暗黙の信頼

「暗黙の信頼」で、社会は円滑に回っている。

私が寝ている間に、同居している私の家族は私の顔に枕を押し付けない。
(ちなみに、殺人は見知らぬ凶悪な人間ではなく、家族間が最も多いとか)
歩道を歩いていて暴走する車に轢かれることはない。
地下鉄の階段では後ろから他人は私を押すことはない。
駅のホームでいきなり突き飛ばされて線路に落ちることもない。
満員電車で刃物を持って暴れる人もいない。
エレベータは急に壊れたりしない。
会社の同僚は、いつもと同じ温和な性格で、急に性格が変わってキレたりはしない。クライアントも然り。
普通に生活している限り、誰かに病気をうつすことも、うつされることもない。

それぞれ確率は低いが、ゼロではない。
でも気にしていたら病気になりそうだ。

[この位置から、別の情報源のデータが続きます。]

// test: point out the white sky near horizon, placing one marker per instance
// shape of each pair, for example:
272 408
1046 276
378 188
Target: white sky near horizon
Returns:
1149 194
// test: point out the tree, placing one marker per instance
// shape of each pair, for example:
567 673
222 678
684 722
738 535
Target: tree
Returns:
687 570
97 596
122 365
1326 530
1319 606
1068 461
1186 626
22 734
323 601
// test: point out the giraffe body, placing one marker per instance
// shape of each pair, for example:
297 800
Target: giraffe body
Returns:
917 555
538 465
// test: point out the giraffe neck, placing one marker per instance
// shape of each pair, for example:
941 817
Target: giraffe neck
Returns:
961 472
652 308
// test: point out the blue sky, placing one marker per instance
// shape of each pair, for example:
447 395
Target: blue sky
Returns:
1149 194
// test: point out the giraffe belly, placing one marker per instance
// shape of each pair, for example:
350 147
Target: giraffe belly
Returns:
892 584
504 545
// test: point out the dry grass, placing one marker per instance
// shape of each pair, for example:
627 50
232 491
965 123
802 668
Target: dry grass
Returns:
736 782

だから、こんなことはないと仮定して生きている。
それはとても合理的だし、正しい方法だと思う。

もし上記のうち一つでも「暗黙の信頼」が崩れれば、世界は途端に不安で、生きづらくなってしまう。
他者やシステムを信用できない世界は地獄に他ならないだろう。

コロナ禍に置いてこの「暗黙の信頼」が失われている。
他人が感染しているかもしれないと常に疑え、マスクをしろ、ワクチンを打て、大声を出すな、他県に行くな・・・・
こんな地獄はないと思うのだが、人はどんな地獄にだっていずれ慣れてしまうのも事実で、少し慣れてきている自分が空恐ろしくなる。